Rick Carter's father died in August, three weeks after finding out he had cancer, and his mother now lies in a coma, also dying of the disease. Carter's father, Cloyd, had been his best friend, and those who knew Carter, the football coach at Holy Cross for the past five years, said he was never the same after his father's death.
But those friends -- from Edward Bennett Williams, the Washington attorney who is chairman of Holy Cross' board of trustees and who hired Carter, to George Blaney, the Crusaders' basketball coach -- never thought Carter was so depressed he would commit suicide.
Carter, 42, one of the most promising young coaches in football, was discovered hanging from a belt in his West Boylston, Mass., home Sunday morning, and police officials have listed the death as a suicide. "At this time there is no reason or evidence to suggest foul play," Chief Robert Barton of the West Boylston Police said yesterday.
The body was discovered by Carter's 21-year-old son Nicholas.
Barton declined to say whether Carter had left a note explaining why he apparently had decided to take his own life. So Carter's friends and associates only could speculate.
"The thing that really seemed to affect him inordinately was the death of his father," Williams said. "He told me his father had missed only about two games in which he had played or coached. That really seemed to throw Rick into a loop at the start of the season. Then he found his mom had a terminal illness.
"But all those things don't add up. It had to be something else. We're absolutely shocked about it. There must have been some deep depression that I never penetrated and nobody up there penetrated. It staggered everybody up there."
From his Worcester office, Blaney said, "The loss of his father was evident. But I don't think anybody could say that they noticed anything . . . . It's a terrible tragedy that you don't expect at any time, especially when you think you know somebody."
Carter had compiled a 137-58-7 record in 20 years as a college coach, including the past five at Holy Cross, where his 1983 team was 9-2-1 and his 1984 team 8-3. The Crusaders were 4-6-1 last season. "They didn't have a quarterback in 1985, and he had a little less zeal. I accounted for that as the death of his father," said Williams.
Even though the Rev. John E. Brooks, the college president, announced before this season that Holy Cross was de-emphasizing football and would cease giving football scholarships in 1989, Carter had accepted a five-year extension of his contract.
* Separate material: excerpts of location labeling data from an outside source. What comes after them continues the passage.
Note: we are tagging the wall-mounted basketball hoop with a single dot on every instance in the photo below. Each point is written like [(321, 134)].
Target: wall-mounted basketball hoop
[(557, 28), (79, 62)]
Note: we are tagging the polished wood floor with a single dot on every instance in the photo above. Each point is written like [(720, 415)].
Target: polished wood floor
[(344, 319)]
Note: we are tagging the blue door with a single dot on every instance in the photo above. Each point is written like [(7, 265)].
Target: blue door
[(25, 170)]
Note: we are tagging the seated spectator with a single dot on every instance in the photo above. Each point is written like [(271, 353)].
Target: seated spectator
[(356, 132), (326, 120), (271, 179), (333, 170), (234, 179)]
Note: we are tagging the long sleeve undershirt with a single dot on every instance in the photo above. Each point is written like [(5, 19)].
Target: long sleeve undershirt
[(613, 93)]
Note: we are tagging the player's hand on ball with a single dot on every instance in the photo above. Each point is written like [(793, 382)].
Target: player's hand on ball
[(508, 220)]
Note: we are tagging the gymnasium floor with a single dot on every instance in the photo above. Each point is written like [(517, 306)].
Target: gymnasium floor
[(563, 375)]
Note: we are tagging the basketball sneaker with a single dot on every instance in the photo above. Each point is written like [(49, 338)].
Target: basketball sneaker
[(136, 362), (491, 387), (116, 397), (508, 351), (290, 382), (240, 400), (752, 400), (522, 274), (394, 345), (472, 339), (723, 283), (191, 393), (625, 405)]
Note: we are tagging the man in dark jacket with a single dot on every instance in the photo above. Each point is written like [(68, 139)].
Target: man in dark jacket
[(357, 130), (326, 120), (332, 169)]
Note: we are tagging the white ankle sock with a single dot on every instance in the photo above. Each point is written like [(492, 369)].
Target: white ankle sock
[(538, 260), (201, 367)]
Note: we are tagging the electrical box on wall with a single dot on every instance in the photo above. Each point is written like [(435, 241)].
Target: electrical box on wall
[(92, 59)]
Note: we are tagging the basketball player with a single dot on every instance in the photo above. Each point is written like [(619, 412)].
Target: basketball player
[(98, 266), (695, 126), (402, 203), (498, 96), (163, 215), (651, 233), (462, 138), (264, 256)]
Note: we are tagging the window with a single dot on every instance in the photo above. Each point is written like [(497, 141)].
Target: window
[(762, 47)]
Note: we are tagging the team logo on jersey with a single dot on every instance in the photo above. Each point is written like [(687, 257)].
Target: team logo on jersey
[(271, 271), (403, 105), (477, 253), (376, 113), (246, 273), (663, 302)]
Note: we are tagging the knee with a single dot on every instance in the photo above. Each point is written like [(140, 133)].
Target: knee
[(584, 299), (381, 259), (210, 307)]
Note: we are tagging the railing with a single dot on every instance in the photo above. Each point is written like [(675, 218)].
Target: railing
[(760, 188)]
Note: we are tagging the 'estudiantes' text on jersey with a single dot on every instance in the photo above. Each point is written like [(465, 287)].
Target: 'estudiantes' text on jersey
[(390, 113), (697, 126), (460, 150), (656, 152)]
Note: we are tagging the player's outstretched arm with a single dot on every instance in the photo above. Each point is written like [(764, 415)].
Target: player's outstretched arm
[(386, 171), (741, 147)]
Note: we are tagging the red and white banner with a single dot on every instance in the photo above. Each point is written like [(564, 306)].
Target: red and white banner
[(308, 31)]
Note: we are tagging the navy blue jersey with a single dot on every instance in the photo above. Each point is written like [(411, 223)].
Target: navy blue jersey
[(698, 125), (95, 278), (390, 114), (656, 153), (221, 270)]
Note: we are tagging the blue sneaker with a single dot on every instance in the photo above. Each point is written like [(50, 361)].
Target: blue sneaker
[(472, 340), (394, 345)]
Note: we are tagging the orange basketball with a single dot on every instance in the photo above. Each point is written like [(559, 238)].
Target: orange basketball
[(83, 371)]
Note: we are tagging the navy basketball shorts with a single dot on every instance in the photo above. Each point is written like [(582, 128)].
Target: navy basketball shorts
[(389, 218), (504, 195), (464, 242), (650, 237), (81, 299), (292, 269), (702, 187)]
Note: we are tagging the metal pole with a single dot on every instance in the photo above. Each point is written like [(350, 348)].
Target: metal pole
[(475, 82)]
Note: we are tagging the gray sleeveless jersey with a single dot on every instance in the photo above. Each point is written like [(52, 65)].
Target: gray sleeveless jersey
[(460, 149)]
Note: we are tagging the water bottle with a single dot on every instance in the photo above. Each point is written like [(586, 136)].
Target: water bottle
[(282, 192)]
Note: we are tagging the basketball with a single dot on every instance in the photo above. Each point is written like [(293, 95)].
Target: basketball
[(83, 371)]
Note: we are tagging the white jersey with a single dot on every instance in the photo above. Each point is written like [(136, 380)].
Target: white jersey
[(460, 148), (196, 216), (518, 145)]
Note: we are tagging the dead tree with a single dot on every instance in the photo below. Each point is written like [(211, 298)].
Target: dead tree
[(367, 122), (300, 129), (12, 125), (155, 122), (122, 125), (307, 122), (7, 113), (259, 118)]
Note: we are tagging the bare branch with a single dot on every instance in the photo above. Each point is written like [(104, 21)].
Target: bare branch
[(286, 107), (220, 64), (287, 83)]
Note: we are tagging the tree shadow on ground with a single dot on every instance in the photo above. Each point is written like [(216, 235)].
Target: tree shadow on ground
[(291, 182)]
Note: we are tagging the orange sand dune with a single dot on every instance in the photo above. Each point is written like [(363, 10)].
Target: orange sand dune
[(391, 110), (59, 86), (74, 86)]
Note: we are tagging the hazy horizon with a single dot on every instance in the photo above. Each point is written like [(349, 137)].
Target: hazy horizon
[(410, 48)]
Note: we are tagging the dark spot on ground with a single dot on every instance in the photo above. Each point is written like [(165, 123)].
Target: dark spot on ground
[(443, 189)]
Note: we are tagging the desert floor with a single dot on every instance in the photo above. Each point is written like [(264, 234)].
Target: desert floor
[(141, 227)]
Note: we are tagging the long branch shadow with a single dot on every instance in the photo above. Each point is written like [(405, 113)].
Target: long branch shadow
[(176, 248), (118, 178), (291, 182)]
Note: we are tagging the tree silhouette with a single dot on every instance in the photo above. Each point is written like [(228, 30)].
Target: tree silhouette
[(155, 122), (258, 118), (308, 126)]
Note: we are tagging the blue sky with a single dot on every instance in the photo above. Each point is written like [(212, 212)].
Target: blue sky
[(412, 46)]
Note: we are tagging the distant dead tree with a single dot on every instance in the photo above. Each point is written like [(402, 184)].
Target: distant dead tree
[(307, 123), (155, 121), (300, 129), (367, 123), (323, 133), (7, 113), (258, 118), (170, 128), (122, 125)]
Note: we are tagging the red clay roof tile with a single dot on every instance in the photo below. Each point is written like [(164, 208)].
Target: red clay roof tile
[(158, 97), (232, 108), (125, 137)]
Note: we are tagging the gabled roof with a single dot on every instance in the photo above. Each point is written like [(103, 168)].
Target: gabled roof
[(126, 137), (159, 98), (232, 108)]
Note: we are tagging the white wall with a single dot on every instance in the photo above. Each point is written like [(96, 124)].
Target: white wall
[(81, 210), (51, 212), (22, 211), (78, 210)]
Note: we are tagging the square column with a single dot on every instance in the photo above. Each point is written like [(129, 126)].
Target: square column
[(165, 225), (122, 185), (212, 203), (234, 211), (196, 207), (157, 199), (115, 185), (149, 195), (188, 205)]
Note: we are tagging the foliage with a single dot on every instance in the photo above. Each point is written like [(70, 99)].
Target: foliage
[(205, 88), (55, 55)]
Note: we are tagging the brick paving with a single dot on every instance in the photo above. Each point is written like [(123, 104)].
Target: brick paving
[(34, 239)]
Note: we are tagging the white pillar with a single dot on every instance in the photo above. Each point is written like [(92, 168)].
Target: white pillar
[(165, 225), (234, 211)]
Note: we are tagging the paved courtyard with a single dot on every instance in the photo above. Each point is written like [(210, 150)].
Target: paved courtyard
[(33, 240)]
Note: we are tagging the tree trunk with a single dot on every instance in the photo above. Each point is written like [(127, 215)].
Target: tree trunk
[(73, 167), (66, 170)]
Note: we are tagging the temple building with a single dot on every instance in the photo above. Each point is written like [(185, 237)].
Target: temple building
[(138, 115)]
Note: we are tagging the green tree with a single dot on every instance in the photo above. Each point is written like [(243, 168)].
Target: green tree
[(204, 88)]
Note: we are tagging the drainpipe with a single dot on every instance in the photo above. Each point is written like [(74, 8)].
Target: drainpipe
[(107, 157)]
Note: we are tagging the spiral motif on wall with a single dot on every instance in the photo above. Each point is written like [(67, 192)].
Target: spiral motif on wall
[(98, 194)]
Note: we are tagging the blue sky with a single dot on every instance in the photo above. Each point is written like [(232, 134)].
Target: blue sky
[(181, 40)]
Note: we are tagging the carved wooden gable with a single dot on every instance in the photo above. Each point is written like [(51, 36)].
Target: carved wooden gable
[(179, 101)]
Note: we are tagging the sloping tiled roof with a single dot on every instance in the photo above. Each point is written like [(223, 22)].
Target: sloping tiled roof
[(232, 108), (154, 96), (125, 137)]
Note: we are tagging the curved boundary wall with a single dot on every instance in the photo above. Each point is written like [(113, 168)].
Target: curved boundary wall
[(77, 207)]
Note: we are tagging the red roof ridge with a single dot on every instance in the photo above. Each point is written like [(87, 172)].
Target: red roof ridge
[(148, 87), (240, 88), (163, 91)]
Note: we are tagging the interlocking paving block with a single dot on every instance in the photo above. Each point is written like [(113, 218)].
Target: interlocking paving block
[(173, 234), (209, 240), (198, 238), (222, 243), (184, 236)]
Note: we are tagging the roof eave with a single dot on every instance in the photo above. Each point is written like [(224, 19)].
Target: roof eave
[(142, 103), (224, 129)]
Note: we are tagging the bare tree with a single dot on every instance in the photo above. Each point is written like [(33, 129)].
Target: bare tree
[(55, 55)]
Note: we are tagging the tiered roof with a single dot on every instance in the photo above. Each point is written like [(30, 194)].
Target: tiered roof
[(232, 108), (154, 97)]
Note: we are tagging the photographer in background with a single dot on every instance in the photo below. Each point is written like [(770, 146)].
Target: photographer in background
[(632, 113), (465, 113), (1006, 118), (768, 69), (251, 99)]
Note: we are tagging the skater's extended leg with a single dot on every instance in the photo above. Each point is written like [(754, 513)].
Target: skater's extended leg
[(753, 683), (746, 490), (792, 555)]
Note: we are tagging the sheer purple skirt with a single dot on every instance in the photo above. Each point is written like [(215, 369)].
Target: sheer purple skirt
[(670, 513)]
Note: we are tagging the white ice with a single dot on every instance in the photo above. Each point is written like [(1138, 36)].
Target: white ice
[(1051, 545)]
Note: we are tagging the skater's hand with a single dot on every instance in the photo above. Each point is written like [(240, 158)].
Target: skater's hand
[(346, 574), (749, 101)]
Williams called the pact "very lucrative."
"It had an escape clause so he could leave for a really major job or a pro job," said Williams, former president of the Washington Redskins and owner of baseball's Baltimore Orioles. "He had everything in terms of career security that one could ask for . . . a lovely wife and two children . . . . There was absolutely no limit on how far he could go. I envisioned him as being an NFL coach someday if he wanted to."
Carter, a native of Kettering, Ohio, came to Holy Cross in 1980 from the University of Dayton, where he led the Flyers to a 14-0 record and the Division III national championship. In his first four seasons at Holy Cross, which plays Division I-AA football, Carter won as many games (31) as his predecessors had won in their last eight seasons. In the 19 seasons before Carter arrived, Holy Cross had four winning seasons; the Crusaders had four in his first four seasons.
His five-year record at Holy Cross was 35-19-2; he was named Division I-AA coach of the year in 1983.
Carter's players remembered him yesterday not only as a winning coach, but as a man who cared for them.
"Most of the team is just shocked," senior quarterback Patrick McCarthy told the Associated Press, and that was borne out by an announcement later in the day that the school would offer counseling to the entire team. "I'll remember him as a coach and as a friend, someone who played a big part in our lives for four years."
"He made us winners. He got us to believe," said Steve Raquet, a former Holy Cross lineman who now plays with the Montreal Concordes of the Canadian Football League.
His players had expected to see Carter at a banquet Sunday night. Instead, an assistant coach informed them of his death at a 3 p.m. meeting. Gregg Burke, the sports information director, said there were tears and stunned silence. The banquet was canceled.
Williams said a new football coach will be named sometime after Carter's funeral, scheduled for Friday in Dayton, Ohio. A memorial service has been scheduled for 10 a.m. Wednesday in the St. Joseph's Chapel on the Holy Cross campus.